In the days before the Food Network, I used to watch cooking shows with French chefs on public television. The shows introduced me to the term mise en place at a young age, and it wasn’t until I started cooking for myself that I learned how essential this way of thinking became in my cooking.
Mise en place means that everything is put in its place. I am a naturally organized person, so when I cook and my husband walks in, he doesn’t feel like a tornado went through the kitchen! You want your cooking to be fluid. You shouldn’t have too many distractions, such as realizing you forgot to chop up some celery after you cleaned the cutting board. If you’re following a recipe, read the entire recipe a couple times before getting all your materials together. If you’re just winging it, think of what ingredients you’ll need, what equipment you’ll use, and what your methods are. I’m a little tight on space in the kitchen, so being well-prepared is essential for my sanity. Here’s a few tips on getting your mise en place on:
- Mise en place for the whole week! When I get home from the grocery store, I rinse and chop up green onions and cilantro and put them in a plastic container with paper towels so they’ll stay fresh. I use these for garnishes in soups and stir-fries all the time, so they never sit for long in my fridge. This is also great if you’re trying to eat healthier. You’ll tend to eat more fruits and vegetables that are already cut than reach for unhealthier things.
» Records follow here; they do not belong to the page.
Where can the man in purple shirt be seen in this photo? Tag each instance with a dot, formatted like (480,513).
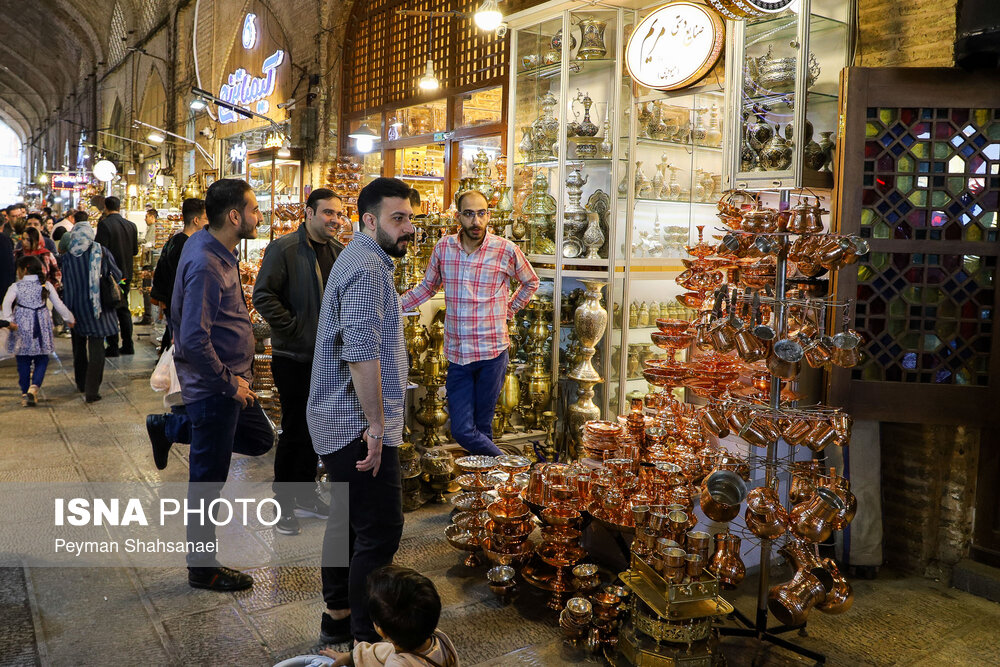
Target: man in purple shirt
(213,354)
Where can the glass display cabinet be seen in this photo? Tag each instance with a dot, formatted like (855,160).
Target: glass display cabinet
(789,80)
(610,181)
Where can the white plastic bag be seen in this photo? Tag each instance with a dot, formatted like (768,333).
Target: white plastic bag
(164,376)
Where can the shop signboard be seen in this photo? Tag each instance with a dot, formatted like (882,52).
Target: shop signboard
(675,46)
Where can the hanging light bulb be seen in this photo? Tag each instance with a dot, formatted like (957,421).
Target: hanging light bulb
(488,16)
(364,137)
(284,151)
(428,81)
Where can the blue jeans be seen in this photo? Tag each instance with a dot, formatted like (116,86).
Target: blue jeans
(473,390)
(24,375)
(216,427)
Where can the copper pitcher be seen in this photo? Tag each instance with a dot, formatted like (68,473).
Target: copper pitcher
(812,520)
(726,563)
(790,602)
(841,597)
(804,560)
(722,492)
(765,516)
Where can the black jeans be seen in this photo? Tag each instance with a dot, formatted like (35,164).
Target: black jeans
(294,458)
(88,363)
(124,324)
(216,427)
(376,525)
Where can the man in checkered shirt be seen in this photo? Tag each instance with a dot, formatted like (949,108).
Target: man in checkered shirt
(355,408)
(475,268)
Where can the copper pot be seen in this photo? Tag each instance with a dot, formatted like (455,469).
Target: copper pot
(841,597)
(726,563)
(721,495)
(804,560)
(765,516)
(812,520)
(843,490)
(790,602)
- Use one cutting board to prep all your produce, and a separate cutting board for meats: I like a wooden cutting board for fruits and vegetables, and a large plastic one for meats.
- Organize your prepped ingredients in separate bowls so you can add them to the pot in the order used in the recipe.
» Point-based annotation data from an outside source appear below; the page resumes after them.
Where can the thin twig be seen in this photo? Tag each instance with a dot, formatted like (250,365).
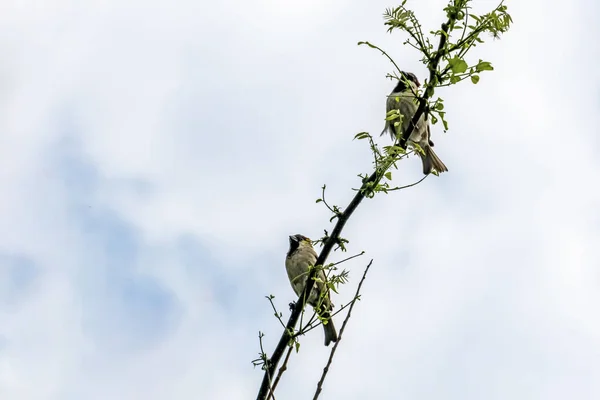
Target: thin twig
(407,186)
(330,360)
(275,309)
(281,371)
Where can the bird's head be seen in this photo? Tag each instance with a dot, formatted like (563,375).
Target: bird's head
(412,79)
(298,240)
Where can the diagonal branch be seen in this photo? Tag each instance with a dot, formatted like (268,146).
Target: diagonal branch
(343,218)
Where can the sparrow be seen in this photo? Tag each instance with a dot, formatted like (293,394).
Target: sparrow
(403,100)
(300,257)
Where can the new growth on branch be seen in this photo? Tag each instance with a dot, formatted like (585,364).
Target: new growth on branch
(408,124)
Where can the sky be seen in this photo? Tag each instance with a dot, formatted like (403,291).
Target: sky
(155,156)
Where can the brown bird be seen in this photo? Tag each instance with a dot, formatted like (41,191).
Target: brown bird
(300,257)
(403,100)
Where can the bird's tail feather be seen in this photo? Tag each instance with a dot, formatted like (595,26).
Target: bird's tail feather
(431,161)
(330,332)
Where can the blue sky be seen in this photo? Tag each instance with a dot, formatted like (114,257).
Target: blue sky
(155,156)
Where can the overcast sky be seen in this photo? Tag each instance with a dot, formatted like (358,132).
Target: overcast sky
(155,156)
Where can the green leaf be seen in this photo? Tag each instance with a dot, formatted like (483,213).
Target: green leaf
(458,65)
(484,66)
(362,135)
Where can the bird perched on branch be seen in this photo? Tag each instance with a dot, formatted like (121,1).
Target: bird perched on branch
(300,257)
(403,99)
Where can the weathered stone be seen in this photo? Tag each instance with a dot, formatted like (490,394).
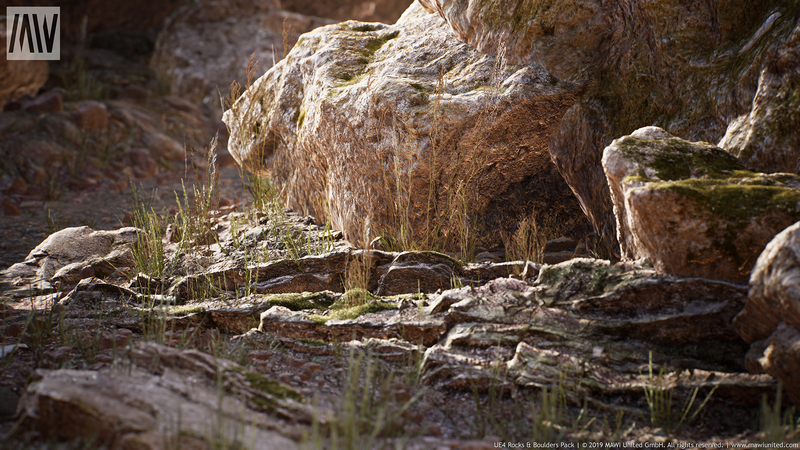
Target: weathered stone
(781,359)
(766,139)
(91,115)
(691,208)
(690,70)
(774,294)
(48,102)
(165,397)
(18,78)
(200,66)
(423,110)
(77,245)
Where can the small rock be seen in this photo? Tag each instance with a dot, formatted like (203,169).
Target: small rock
(691,208)
(49,102)
(308,370)
(91,115)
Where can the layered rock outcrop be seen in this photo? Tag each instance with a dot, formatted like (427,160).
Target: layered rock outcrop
(690,69)
(691,208)
(407,128)
(200,53)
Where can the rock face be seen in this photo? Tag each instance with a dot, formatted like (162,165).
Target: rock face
(691,70)
(19,78)
(405,127)
(771,316)
(200,53)
(138,16)
(386,11)
(164,397)
(766,139)
(691,208)
(75,253)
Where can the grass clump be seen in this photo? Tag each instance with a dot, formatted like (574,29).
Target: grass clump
(658,393)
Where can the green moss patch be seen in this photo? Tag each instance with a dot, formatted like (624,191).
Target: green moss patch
(364,28)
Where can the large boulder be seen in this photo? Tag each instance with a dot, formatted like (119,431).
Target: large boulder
(408,128)
(386,11)
(200,51)
(691,208)
(771,316)
(691,69)
(164,398)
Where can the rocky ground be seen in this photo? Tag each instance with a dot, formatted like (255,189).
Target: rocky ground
(154,296)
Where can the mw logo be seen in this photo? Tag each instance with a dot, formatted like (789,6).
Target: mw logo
(33,33)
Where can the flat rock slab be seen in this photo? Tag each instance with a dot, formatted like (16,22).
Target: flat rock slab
(163,395)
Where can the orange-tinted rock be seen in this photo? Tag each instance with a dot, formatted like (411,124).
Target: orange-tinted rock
(91,115)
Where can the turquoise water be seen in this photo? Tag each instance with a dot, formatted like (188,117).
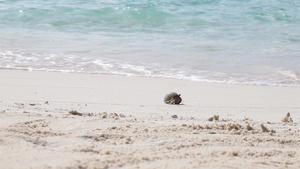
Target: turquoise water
(241,42)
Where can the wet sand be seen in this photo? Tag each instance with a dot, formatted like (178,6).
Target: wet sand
(122,122)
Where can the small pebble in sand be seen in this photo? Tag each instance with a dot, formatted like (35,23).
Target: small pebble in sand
(74,112)
(172,98)
(263,128)
(287,118)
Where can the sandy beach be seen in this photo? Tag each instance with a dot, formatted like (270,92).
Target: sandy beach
(122,122)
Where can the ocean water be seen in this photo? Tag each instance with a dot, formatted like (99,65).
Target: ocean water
(252,42)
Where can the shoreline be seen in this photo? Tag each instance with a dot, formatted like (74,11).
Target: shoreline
(125,123)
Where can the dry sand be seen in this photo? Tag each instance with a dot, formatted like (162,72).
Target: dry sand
(122,122)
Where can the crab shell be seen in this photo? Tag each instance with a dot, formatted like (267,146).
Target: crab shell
(172,98)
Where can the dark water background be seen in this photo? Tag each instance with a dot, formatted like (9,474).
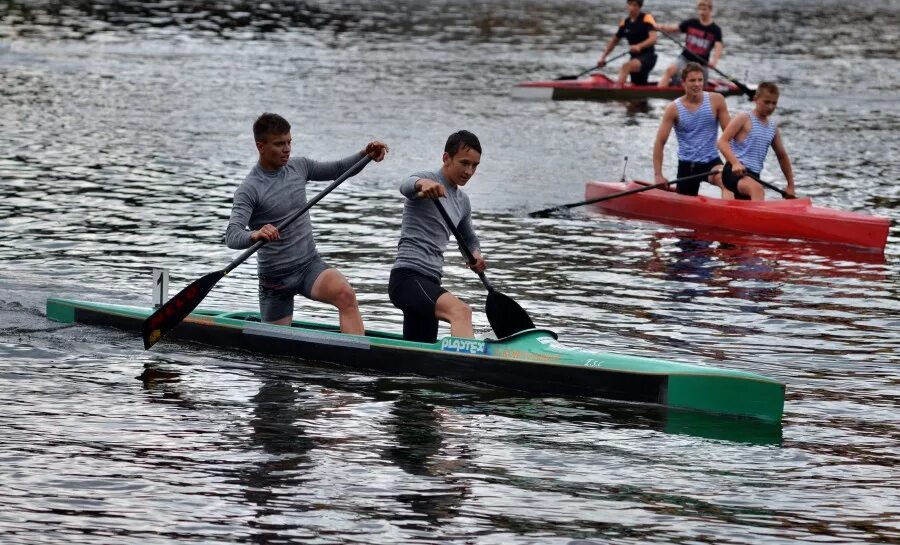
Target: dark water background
(125,127)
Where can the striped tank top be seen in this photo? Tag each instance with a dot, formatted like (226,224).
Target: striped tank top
(697,132)
(753,150)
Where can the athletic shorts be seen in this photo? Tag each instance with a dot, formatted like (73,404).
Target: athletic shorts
(648,61)
(730,181)
(688,168)
(277,289)
(416,295)
(680,63)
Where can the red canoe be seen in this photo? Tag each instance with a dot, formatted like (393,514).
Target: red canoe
(795,218)
(601,87)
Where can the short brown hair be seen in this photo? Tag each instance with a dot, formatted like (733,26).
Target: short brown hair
(691,67)
(269,123)
(767,86)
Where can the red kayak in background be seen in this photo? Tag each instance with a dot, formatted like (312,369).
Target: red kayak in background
(795,218)
(602,87)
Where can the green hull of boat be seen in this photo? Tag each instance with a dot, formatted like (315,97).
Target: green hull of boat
(533,360)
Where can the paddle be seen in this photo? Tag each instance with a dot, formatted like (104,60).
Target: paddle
(591,69)
(505,315)
(784,194)
(177,308)
(744,89)
(547,211)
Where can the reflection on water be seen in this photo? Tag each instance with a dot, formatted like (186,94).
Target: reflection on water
(125,130)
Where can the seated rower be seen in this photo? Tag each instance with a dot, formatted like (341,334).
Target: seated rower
(745,143)
(639,29)
(415,282)
(702,44)
(290,264)
(696,118)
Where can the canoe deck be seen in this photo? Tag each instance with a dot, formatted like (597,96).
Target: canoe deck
(531,361)
(795,218)
(602,87)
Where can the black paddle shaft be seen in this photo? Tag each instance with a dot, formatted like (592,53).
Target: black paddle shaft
(591,69)
(547,211)
(176,309)
(290,219)
(744,89)
(470,257)
(505,315)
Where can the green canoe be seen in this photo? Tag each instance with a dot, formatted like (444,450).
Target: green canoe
(533,360)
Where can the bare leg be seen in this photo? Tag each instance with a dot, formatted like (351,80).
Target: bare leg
(749,186)
(459,314)
(716,180)
(331,287)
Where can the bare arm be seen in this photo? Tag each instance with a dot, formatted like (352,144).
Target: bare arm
(717,54)
(613,42)
(783,161)
(662,136)
(720,108)
(736,127)
(638,47)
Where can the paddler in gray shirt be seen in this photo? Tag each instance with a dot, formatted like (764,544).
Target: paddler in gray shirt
(415,284)
(289,263)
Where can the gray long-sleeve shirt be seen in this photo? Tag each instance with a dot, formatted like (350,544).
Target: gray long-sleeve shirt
(423,232)
(270,197)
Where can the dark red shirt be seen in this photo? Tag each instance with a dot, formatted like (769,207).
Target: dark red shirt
(637,31)
(699,39)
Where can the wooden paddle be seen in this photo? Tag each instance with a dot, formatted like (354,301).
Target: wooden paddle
(547,211)
(591,69)
(505,315)
(744,89)
(177,308)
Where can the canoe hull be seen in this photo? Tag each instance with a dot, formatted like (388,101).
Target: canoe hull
(602,87)
(532,361)
(796,218)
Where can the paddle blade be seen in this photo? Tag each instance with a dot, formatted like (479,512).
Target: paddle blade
(547,212)
(177,308)
(505,315)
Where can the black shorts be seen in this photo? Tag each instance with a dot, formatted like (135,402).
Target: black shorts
(416,295)
(730,181)
(648,61)
(689,168)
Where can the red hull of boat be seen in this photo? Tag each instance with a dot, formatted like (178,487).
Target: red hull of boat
(602,87)
(796,218)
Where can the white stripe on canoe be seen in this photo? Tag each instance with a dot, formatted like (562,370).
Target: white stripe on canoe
(262,330)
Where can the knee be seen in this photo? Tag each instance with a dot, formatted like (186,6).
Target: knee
(461,313)
(345,297)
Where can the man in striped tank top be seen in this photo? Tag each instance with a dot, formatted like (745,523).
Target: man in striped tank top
(745,142)
(696,118)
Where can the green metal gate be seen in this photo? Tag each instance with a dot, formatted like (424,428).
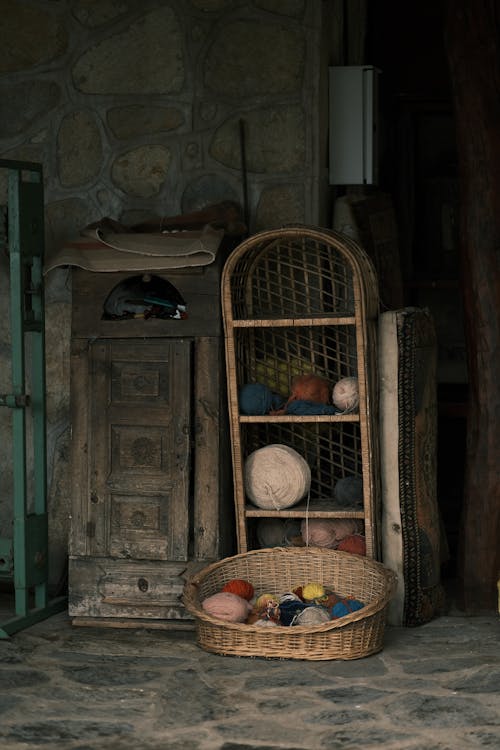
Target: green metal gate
(24,556)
- Clean as you go! So important. Wipe down counters, clean big pots and pans, and minimize the clutter. The messier you are, the more your cooking gets hampered. One time, someone (who shall remain nameless) decided to make dinner for us, and it was something she hadn’t made before. Although the intent was sweet, my kitchen looked like it was going through a home renovation! Cleaning as you go will streamline the process.
- Review your cooking process. Can you sear something in a pan and then finish it off in the oven? If so, use an oven-safe frying pan and you won’t have to use a separate roasting pan in the oven. Think of what equipment you can combine to save you time on washing extra equipment.
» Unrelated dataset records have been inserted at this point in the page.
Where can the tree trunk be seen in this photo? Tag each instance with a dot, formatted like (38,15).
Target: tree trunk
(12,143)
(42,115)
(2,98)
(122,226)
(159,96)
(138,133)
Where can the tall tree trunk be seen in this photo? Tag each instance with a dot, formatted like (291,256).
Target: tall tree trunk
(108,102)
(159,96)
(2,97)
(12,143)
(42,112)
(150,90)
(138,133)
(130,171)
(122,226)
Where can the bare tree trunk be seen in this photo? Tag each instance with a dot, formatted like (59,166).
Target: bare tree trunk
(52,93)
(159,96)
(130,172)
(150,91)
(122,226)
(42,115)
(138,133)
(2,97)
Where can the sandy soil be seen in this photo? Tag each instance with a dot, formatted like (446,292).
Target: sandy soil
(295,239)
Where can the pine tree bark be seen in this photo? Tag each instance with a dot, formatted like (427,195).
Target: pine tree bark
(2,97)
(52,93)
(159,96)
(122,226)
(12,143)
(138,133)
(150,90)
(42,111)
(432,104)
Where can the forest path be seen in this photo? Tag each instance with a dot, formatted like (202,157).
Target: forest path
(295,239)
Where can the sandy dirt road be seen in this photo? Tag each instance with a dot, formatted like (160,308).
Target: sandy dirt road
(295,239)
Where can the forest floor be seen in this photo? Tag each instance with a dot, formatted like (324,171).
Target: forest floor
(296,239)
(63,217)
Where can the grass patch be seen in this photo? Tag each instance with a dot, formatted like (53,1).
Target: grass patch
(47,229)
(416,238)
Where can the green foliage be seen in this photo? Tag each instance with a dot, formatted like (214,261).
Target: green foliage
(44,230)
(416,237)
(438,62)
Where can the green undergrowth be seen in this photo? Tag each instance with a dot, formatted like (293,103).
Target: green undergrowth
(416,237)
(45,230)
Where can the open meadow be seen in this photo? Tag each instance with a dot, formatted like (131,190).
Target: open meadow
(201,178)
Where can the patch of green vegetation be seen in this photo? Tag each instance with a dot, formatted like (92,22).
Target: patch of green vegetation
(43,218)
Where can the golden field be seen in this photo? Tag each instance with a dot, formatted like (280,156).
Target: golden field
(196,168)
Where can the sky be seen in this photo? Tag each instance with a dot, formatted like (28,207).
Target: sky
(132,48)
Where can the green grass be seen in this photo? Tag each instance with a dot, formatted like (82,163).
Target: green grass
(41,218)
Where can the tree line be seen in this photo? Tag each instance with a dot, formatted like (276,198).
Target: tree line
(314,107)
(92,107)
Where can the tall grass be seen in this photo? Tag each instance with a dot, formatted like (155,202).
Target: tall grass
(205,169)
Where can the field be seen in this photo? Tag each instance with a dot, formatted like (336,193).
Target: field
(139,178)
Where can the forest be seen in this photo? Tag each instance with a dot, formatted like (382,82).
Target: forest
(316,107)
- Mise en place your pantry. Organize and separate items in your pantry, like canned beans, canned veggies and tomatoes and spices. Knowing they’re there at a quick glance while thinking of what to make for dinner can help you make healthy decisions. For example, you can quickly transform plain ground turkey into turkey chili with beans and tomatoes.
Making sure you have everything mise en place will make cooking easier and more enjoyable. How cool would it be to just dump a bowl of veggies to sauté, rather than realize you’ve forgotten to cut red bell peppers, and meanwhile burning the onion and garlic on the stove because you’re scrambling?